Prolonged Exposure therapy is one of the most rigorously studied and broadly endorsed psychological treatments in the world. Developed over decades by Edna Foa and her colleagues, refined through more than thirty randomized trials, and disseminated through national systems including the U.S. Department of Veterans Affairs, PE has been demonstrated to produce large and durable reductions in PTSD symptoms across diverse populations and trauma types. It is recognized as a first-line treatment by every major guideline body that has examined the evidence.

The treatment is also demanding. Asking a trauma survivor to repeatedly engage with the memory of their worst experience, and to approach the situations they have been carefully avoiding, runs directly against what their symptoms demand.

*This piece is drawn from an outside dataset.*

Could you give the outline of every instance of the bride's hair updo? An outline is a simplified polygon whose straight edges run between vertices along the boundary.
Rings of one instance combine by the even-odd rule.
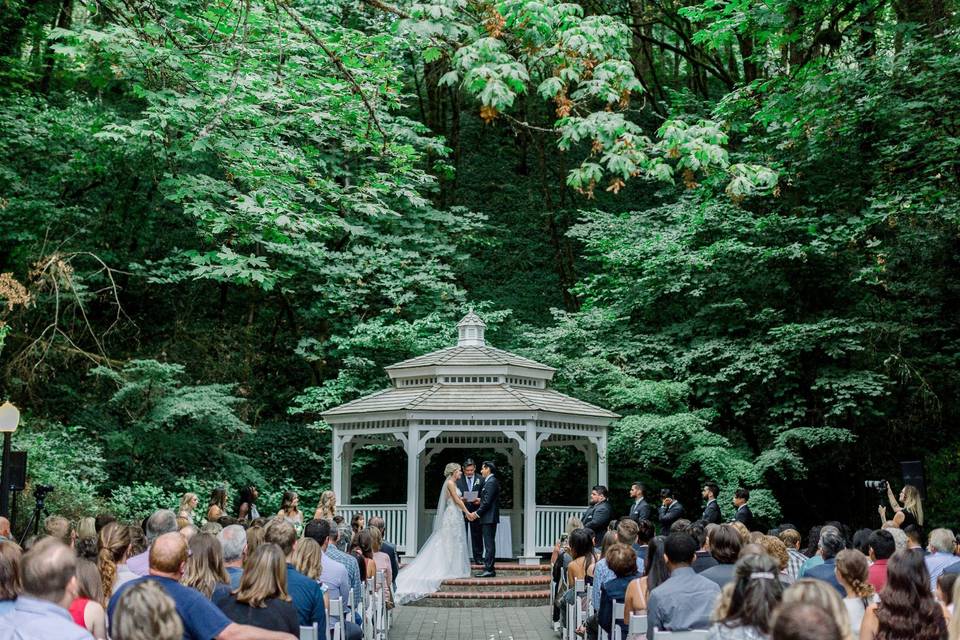
[[[459,469],[459,468],[460,468],[460,465],[459,465],[459,464],[457,464],[456,462],[451,462],[450,464],[448,464],[448,465],[447,465],[446,467],[444,467],[444,469],[443,469],[443,475],[444,475],[444,477],[449,478],[449,477],[452,476],[452,475],[454,474],[454,472],[457,471],[457,469]]]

The fact that PE works is a testament both to the underlying logic of emotional processing and to the skill of trained clinicians who guide clients through it with care, pacing, and unwavering belief that the difficult work is bearable and worthwhile.

PE is not the only effective treatment for PTSD, and the right treatment for any individual depends on personal preference, clinical fit, therapist availability, and many other considerations. Cognitive Processing Therapy, EMDR, and trauma-focused CBT for younger clients are also strongly supported. What unites these treatments is a willingness to engage with the trauma rather than around it. For people who have been organizing their lives around avoidance, this engagement — done well — can be the threshold past which a life beyond PTSD becomes possible.